Remember that, contrary to his carefully nurtured reality-television image, Trump the businessman has a record of dramatic failures. After leaving the White House, he started a separate digital operation called “From the Desk of Donald J, Trump” — an underwhelming blog meant to keep the ex-president and his pronouncements in the public eye. Relatively few paid attention, and it shut down after a month.
Previous Trump business debacles include Atlantic City casino bankruptcies, a defunct airline, scandal-ridden Trump University, a mortgage company that is no more, and Trump-branded steaks. His hotels and golf courses have struggled during the pandemic, and his main real estate company, the Trump Organization, is under criminal indictment for alleged tax fraud, along with a long-time Trump lieutenant. (Trump himself is not named as a defendant in the case.)

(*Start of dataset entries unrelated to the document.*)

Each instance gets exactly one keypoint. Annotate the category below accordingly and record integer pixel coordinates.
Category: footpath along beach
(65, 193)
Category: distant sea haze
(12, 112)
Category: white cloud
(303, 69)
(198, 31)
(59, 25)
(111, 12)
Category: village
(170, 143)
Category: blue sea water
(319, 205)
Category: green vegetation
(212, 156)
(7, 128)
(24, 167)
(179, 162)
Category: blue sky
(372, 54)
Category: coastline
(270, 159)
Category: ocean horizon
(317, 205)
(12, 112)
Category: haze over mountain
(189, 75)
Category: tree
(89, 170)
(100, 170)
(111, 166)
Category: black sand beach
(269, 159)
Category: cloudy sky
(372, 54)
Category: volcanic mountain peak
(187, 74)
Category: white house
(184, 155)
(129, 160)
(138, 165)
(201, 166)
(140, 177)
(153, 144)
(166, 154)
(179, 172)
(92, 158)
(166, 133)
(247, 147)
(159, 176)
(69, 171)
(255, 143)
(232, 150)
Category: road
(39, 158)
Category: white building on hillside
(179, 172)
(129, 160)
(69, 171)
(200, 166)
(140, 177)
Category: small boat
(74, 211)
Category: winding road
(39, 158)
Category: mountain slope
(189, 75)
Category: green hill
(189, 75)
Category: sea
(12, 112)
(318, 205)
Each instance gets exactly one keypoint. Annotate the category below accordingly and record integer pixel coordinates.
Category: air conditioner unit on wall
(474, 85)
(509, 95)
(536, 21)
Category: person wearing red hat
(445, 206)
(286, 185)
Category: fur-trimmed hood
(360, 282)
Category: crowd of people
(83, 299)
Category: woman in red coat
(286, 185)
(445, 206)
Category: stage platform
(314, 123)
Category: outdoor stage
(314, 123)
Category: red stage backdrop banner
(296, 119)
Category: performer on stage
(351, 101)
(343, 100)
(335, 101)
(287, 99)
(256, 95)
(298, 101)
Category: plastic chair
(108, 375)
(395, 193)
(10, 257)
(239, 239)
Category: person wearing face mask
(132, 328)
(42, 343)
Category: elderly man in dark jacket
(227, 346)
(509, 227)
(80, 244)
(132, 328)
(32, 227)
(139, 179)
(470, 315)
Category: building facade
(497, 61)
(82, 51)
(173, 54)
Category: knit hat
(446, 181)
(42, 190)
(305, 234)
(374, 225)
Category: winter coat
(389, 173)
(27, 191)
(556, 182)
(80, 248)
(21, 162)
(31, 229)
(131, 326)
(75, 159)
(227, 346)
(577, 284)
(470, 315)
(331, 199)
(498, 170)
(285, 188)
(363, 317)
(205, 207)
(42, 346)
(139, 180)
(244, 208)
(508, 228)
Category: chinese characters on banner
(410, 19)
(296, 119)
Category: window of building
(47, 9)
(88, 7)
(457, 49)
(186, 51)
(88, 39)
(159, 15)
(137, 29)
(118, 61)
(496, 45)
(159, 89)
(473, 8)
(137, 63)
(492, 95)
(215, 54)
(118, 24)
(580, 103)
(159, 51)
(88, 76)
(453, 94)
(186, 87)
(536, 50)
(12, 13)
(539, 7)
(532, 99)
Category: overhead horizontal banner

Despite Trump's shaky financial history, Truth Social got aloft courtesy of its combination with a “special-purpose acquisition company,” or SPAC. A SPAC is a publicly traded shell company, which raises money from investors that its sponsors use to merge with a privately held company that does some sort of actual business. This allows the actual business to become public and raise additional capital without the hassle, delay and regulatory scrutiny of a conventional initial public offering.

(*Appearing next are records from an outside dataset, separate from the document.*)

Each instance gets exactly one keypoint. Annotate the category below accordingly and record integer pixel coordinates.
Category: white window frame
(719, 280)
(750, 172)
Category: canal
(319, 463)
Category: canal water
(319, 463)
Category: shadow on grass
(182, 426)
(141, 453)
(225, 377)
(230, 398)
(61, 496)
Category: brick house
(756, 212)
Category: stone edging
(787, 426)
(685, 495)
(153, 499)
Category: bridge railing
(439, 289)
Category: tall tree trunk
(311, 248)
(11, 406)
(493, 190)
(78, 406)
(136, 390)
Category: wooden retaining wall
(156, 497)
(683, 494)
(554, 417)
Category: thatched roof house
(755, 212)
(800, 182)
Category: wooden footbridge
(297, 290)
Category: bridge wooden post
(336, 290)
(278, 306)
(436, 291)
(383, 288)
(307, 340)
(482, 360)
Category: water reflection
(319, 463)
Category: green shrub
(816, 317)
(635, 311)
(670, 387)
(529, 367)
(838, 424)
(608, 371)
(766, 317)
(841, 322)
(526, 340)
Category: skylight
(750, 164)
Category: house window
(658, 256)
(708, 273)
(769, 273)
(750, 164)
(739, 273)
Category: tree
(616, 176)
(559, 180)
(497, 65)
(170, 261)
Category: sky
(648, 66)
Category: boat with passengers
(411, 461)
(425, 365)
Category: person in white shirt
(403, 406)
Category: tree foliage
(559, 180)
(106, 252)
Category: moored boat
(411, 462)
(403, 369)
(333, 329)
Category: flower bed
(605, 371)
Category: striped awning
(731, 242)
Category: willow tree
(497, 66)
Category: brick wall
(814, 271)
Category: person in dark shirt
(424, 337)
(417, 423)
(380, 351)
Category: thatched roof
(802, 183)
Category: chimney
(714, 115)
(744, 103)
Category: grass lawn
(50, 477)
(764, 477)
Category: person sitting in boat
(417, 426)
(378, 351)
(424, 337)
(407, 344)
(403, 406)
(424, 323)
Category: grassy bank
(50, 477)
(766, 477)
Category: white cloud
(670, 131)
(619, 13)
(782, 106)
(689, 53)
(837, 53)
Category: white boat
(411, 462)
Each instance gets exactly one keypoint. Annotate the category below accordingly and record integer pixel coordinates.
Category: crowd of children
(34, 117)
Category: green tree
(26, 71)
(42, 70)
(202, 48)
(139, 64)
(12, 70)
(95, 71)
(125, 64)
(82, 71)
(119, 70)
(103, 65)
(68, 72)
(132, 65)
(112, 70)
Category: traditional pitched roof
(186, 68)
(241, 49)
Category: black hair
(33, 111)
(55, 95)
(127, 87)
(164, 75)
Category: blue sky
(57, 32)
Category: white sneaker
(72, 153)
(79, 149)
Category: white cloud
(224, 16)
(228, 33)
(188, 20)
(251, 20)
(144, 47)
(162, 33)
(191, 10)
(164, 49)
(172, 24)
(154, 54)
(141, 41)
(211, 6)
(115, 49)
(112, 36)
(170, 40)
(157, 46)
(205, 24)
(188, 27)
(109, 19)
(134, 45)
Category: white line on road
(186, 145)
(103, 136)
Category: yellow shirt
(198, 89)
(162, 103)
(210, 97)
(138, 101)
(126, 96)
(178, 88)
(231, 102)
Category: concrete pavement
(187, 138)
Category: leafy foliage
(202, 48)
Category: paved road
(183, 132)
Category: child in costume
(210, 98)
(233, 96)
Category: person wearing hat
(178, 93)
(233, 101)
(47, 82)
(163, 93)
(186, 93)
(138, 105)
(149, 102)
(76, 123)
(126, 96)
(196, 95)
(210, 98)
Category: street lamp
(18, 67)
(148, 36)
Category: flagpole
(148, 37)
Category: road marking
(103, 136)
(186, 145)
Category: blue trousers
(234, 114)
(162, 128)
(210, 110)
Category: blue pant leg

In Trump’s case, his Trump Media & Technology Group is the actual business; the SPAC that merged with it is Digital World Acquisition Corp., which trades under the symbol DWAC on the Nasdaq stock exchange. Not long after leaving office, Trump reportedly met with DWAC’s chief executive, Patrick Orlando, a former derivatives trader at Deutsche Bank, to hammer out a deal. DWAC’s chief financial officer, Luis Orleans-Braganza, is a Brazilian politician. Much about the merged company remains unknown to the public, including Trump’s ownership stake, but many financial details will have to be revealed before completion of the SPAC transaction.
The financial fortunes of the Trump social media operation will turn in large part on whether it attracts the sort of heavy traffic that draws advertising dollars.

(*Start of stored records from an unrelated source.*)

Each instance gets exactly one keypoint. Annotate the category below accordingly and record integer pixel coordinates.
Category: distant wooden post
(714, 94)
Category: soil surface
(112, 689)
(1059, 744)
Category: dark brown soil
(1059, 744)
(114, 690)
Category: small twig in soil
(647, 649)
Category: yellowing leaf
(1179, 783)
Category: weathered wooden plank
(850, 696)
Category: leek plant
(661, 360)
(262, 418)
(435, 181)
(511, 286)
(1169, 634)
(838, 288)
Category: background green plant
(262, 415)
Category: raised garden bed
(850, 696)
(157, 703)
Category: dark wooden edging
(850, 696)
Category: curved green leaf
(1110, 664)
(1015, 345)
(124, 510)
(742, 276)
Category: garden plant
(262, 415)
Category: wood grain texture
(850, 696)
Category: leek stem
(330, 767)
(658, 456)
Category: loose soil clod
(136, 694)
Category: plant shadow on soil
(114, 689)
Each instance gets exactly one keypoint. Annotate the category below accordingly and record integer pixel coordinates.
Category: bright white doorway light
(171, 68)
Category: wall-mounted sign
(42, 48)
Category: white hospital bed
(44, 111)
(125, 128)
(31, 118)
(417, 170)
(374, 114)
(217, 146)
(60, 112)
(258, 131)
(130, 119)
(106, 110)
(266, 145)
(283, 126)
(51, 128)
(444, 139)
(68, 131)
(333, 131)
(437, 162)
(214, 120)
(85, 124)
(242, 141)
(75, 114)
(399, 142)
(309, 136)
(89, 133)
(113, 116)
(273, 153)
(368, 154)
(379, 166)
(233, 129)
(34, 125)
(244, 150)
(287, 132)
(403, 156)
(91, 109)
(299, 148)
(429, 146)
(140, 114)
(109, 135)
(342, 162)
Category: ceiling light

Despite this opacity, shares of DWAC soared after it announced the Trump deal Oct. 20, although the price fell back somewhat and closed at around $68 on Oct. 29. One of the people who bought DWAC stock on the Trump news was Rep. Marjorie Taylor Greene, R-Ga., a backer of Trump and far-right conspiracy theories. According to a congressional disclosure, Greene invested between $15,000 and $50,000 in DWAC. Two hedge funds headed in the opposite direction: Lighthouse Investment Partners and Saba Capital Management sold their stakes in the company.
The financial fortunes of the Trump social media operation will turn in large part on whether it attracts the sort of heavy traffic that draws advertising dollars. On that score, a recent Morning Consult/Politico poll suggests conservative enthusiasm. Sixty-three percent of Trump 2020 voters said they would visit Truth Social “a lot” or “some.” Only 15 percent of Biden voters indicated comparable interest.
A number of social media platforms already cater to the political right. They include Gab, Parler, and GETTR, which was started by former Trump aide Jason Miller. A Trump promotional slide deck says Truth Social “has the opportunity to galvanize/unify the fragmented ‘non-Big Tech’ universe.” But one suspects that the former president’s ambitions may hew more toward domination than unification. Given his track record, though, failure may be more likely.